Fusion de Communes : l’initiative inédite de Boulogne-Billancourt et Issy-les-Moulineaux

La question des fusions de communes est un débat récurrent. Visant principalement des communes de petite taille, de tels projets ont rarement les faveurs d’élus. Dans ce contexte, la fusion entre les deux grandes villes de Boulogne-Billancourt et Issy-les-Moulineaux mérite donc une attention particulière. Il s’agit, à ce jour, de la plus grande fusion de communes mise en œuvre en France.   

La France est en effet une exception en Europe : à elle seule, elle regroupe 40 % des communes des 28 Etats membres. Pourtant, depuis la loi n° 71-588 du 16 juillet 1971 sur les fusions et regroupements de communes, les gouvernements successifs n’ont cessé d’adopter des mesures afin d’inciter les communes à fusionner, notamment en vue de mutualiser les ressources et de diminuer les dépenses de ces collectivités.

Dans ce même objectif, afin de favoriser de tels regroupements, la loi n°2010-1563 du 16 décembre 2010 de réforme des collectivités territoriales, codifiée aux articles L. 2113-1 et suivants du Code général des collectivités territoriales, a modifié les dispositions applicables aux fusions de communes et à la création des villes nouvelles. Certaines de ces dispositions ont été modifiées par la loi n° 2015-292 du 16 mars 2015 relative à l’amélioration du régime de la commune nouvelle, pour des communes fortes et vivantes.

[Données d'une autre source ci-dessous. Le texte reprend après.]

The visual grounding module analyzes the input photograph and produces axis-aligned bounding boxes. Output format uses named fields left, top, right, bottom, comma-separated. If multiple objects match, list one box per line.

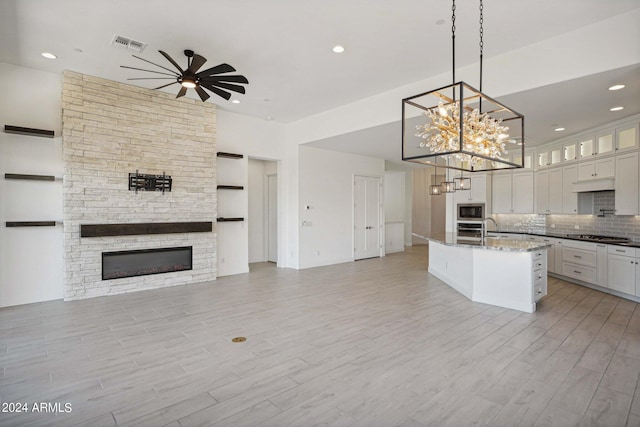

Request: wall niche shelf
left=217, top=185, right=244, bottom=190
left=5, top=221, right=56, bottom=227
left=4, top=173, right=56, bottom=181
left=80, top=221, right=213, bottom=237
left=216, top=151, right=244, bottom=159
left=4, top=125, right=54, bottom=138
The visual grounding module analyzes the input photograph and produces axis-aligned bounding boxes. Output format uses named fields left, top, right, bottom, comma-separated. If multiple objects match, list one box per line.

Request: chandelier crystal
left=402, top=0, right=524, bottom=172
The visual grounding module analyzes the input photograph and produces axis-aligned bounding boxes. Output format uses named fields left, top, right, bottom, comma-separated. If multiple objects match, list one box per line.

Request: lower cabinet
left=607, top=245, right=640, bottom=296
left=559, top=240, right=598, bottom=285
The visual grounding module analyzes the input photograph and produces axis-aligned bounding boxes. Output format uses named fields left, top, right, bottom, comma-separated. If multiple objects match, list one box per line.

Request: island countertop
left=414, top=232, right=551, bottom=252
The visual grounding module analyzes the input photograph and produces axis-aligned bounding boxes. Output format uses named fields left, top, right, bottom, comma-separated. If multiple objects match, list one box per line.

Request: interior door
left=353, top=176, right=382, bottom=260
left=267, top=175, right=278, bottom=262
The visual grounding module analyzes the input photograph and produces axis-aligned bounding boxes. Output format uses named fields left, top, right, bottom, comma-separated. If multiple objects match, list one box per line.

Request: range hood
left=571, top=178, right=615, bottom=193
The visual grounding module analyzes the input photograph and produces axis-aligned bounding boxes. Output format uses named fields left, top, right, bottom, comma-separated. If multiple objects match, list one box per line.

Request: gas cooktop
left=567, top=234, right=629, bottom=243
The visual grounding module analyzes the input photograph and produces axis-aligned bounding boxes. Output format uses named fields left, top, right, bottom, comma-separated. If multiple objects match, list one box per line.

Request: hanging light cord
left=480, top=0, right=484, bottom=92
left=451, top=0, right=456, bottom=84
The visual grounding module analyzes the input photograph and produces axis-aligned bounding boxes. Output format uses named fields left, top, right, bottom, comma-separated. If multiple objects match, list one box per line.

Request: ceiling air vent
left=111, top=34, right=147, bottom=53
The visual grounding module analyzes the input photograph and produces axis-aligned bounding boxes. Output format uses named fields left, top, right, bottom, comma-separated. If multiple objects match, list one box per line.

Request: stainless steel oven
left=457, top=221, right=482, bottom=240
left=458, top=203, right=485, bottom=221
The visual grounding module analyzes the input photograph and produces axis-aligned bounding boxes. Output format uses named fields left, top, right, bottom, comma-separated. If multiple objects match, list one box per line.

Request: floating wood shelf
left=218, top=185, right=244, bottom=190
left=6, top=221, right=56, bottom=227
left=4, top=173, right=56, bottom=181
left=217, top=218, right=244, bottom=222
left=4, top=125, right=53, bottom=138
left=217, top=151, right=244, bottom=159
left=80, top=221, right=213, bottom=237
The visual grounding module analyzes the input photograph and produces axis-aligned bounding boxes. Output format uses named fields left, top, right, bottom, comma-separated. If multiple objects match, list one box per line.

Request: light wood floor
left=0, top=246, right=640, bottom=427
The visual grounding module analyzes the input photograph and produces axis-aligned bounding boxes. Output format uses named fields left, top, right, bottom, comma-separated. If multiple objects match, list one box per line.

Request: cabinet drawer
left=562, top=246, right=596, bottom=267
left=609, top=245, right=636, bottom=257
left=562, top=261, right=598, bottom=284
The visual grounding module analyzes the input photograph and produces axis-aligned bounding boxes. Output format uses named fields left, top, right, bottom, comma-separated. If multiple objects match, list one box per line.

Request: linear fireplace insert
left=102, top=246, right=193, bottom=280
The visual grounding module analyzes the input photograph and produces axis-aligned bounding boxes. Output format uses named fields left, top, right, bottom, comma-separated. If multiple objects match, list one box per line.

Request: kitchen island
left=426, top=233, right=550, bottom=313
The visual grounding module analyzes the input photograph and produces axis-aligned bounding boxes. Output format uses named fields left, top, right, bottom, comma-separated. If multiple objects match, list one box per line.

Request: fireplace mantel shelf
left=80, top=221, right=213, bottom=237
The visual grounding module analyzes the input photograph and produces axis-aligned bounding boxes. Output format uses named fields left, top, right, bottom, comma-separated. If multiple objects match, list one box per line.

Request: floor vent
left=111, top=34, right=147, bottom=53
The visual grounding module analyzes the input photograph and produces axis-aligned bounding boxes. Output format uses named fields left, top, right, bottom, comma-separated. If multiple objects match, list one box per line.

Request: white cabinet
left=593, top=129, right=614, bottom=156
left=492, top=172, right=534, bottom=214
left=560, top=240, right=598, bottom=284
left=562, top=141, right=578, bottom=163
left=454, top=172, right=491, bottom=206
left=536, top=171, right=549, bottom=215
left=578, top=157, right=615, bottom=181
left=562, top=165, right=578, bottom=214
left=616, top=121, right=638, bottom=151
left=615, top=152, right=640, bottom=215
left=536, top=168, right=563, bottom=214
left=596, top=243, right=609, bottom=288
left=607, top=245, right=637, bottom=295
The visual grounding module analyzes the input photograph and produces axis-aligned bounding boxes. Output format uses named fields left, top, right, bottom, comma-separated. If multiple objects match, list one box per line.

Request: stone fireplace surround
left=62, top=71, right=216, bottom=300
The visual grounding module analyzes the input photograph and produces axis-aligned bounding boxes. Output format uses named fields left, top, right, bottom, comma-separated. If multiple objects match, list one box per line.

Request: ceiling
left=0, top=0, right=640, bottom=160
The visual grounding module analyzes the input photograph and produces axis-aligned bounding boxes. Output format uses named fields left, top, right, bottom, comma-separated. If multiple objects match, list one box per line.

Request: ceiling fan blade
left=153, top=82, right=178, bottom=90
left=201, top=75, right=249, bottom=84
left=189, top=53, right=207, bottom=74
left=195, top=86, right=209, bottom=102
left=196, top=64, right=236, bottom=77
left=176, top=87, right=187, bottom=98
left=205, top=82, right=244, bottom=93
left=131, top=55, right=180, bottom=75
left=158, top=50, right=184, bottom=74
left=200, top=83, right=231, bottom=101
left=120, top=64, right=180, bottom=78
left=127, top=77, right=175, bottom=80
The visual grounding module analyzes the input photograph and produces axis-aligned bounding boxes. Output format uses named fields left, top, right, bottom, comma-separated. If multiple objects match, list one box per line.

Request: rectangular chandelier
left=402, top=82, right=524, bottom=172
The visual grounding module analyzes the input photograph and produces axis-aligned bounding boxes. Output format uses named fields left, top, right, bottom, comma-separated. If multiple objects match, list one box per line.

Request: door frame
left=351, top=173, right=385, bottom=261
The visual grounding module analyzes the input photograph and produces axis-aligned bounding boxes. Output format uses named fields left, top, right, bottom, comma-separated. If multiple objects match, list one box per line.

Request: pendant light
left=402, top=0, right=524, bottom=174
left=429, top=166, right=442, bottom=196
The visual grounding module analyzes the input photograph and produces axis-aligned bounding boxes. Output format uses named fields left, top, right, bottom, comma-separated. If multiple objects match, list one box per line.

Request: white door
left=267, top=175, right=278, bottom=262
left=353, top=176, right=382, bottom=259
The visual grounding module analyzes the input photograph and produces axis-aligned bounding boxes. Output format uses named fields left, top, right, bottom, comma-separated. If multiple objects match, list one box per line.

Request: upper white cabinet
left=593, top=129, right=614, bottom=156
left=453, top=172, right=491, bottom=206
left=616, top=121, right=638, bottom=150
left=562, top=141, right=578, bottom=163
left=536, top=168, right=563, bottom=214
left=578, top=137, right=596, bottom=159
left=615, top=151, right=639, bottom=215
left=578, top=157, right=615, bottom=181
left=562, top=164, right=578, bottom=214
left=492, top=172, right=534, bottom=214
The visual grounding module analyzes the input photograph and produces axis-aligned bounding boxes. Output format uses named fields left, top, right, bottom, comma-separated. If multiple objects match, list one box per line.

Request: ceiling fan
left=120, top=49, right=249, bottom=102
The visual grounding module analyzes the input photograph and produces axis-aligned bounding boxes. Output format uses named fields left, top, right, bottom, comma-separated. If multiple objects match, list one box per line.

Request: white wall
left=384, top=172, right=407, bottom=222
left=288, top=10, right=640, bottom=144
left=0, top=62, right=64, bottom=307
left=298, top=146, right=384, bottom=268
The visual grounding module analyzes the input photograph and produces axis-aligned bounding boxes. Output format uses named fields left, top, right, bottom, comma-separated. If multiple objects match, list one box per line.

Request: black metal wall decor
left=129, top=171, right=173, bottom=194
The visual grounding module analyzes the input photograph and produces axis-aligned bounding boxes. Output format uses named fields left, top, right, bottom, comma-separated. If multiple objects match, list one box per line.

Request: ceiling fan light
left=180, top=77, right=196, bottom=89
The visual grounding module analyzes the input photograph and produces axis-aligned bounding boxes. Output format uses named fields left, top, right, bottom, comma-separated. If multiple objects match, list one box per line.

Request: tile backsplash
left=493, top=191, right=640, bottom=242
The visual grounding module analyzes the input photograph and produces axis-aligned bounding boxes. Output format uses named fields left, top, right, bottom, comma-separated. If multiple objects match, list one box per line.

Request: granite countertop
left=422, top=233, right=551, bottom=252
left=487, top=230, right=640, bottom=248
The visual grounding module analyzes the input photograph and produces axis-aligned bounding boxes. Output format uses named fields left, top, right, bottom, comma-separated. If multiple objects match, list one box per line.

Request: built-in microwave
left=458, top=203, right=484, bottom=221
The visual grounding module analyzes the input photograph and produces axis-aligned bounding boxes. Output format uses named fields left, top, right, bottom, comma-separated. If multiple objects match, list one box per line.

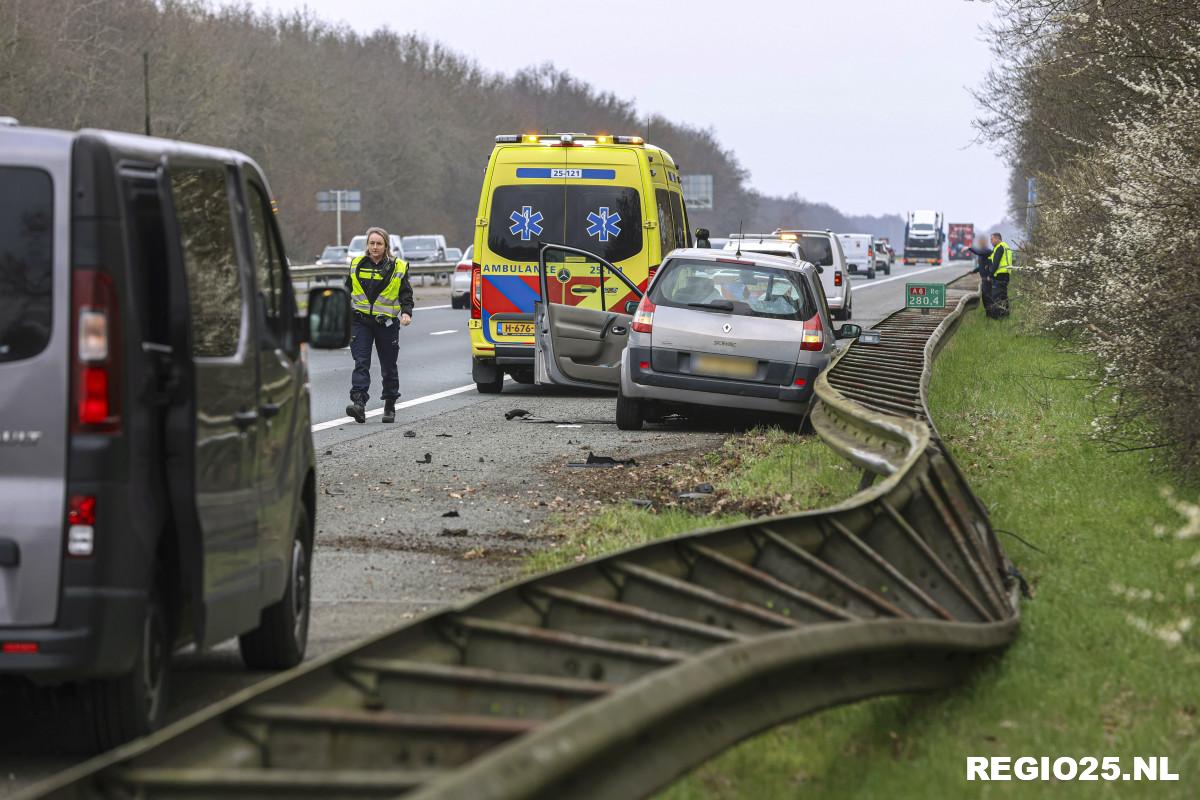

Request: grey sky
left=252, top=0, right=1007, bottom=225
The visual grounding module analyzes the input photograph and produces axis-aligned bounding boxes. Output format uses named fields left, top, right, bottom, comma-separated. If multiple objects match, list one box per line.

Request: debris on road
left=566, top=452, right=637, bottom=467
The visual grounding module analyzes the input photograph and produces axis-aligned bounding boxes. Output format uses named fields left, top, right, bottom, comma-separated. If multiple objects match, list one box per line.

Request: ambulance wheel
left=238, top=505, right=312, bottom=669
left=617, top=390, right=642, bottom=431
left=79, top=575, right=172, bottom=752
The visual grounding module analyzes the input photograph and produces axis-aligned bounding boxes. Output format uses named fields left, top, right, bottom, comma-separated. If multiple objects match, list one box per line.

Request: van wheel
left=238, top=505, right=312, bottom=669
left=80, top=575, right=172, bottom=752
left=617, top=391, right=642, bottom=431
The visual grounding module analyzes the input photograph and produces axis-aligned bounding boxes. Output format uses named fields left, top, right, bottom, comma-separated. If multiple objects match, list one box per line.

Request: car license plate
left=691, top=354, right=758, bottom=378
left=496, top=323, right=533, bottom=336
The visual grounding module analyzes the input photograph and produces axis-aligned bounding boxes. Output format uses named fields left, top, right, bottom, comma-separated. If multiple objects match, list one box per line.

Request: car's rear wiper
left=688, top=300, right=733, bottom=311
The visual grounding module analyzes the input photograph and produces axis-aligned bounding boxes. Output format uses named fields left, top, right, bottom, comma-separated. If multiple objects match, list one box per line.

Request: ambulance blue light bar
left=496, top=133, right=646, bottom=148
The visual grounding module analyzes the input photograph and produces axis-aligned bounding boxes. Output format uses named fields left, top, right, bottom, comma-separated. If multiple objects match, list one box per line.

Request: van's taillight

Ainsi, en application de l’article L. 2113-2 du Code général des collectivités territoriales :

« Une commune nouvelle peut être créée en lieu et place de commune contigües (...) à la demande de tous les conseils municipaux ».

C’est sur la base de ces dispositions que, par délibérations en date du 9 juillet 2016, les conseils municipaux des communes de Boulogne-Billancourt et d’Issy-les-Moulineaux ont adopté un projet de fusion qui devrait donner naissance à une ville nouvelle.

Ce projet de création d’une ville nouvelle constituerait la plus importante fusion de communes en France, impliquant 200 000 habitants et créant ainsi la douzième plus grande ville française, dotée de 375 millions d’euros de budget.

Ce projet de fusion répond notamment à trois objectifs :

  • peser au sein de la Métropole du Grand Paris ;
  • combler la baisse des concours financiers de l’Etat ;
  • retrouver des marges de manœuvres budgétaires, en réduisant les coûts et mutualisant les services.

Si le projet a reçu l’accord du Préfet d’Ile-de-France, certaines voix, notamment d’élus, se sont élevées contre. Ces derniers ont protesté face à l’absence de consultation des électeurs, - bien que non obligatoire, en cas d’accord de l’ensemble des conseils municipaux (article L. 2113-3 du CGCT).

Les deux municipalités prévoient la création de la ville nouvelle pour le 1er janvier 2018. Les 104 conseillers municipaux des deux villes resteront en poste jusqu’en 2020, date des prochaines élections municipales. Leur nombre sera alors réduit à 59.

Toutefois, des travaux sont actuellement en cours pour étudier la faisabilité et les modalités de la fusion, notamment le nom de la future commune…  

Reste également à savoir si une telle fusion « mastodonte » ouvrira la voie à d’autres fusions de grandes villes ?

 

Article rédigé par Claire Henry, Avocat à la cour et Florian Granier, juriste stagiaire.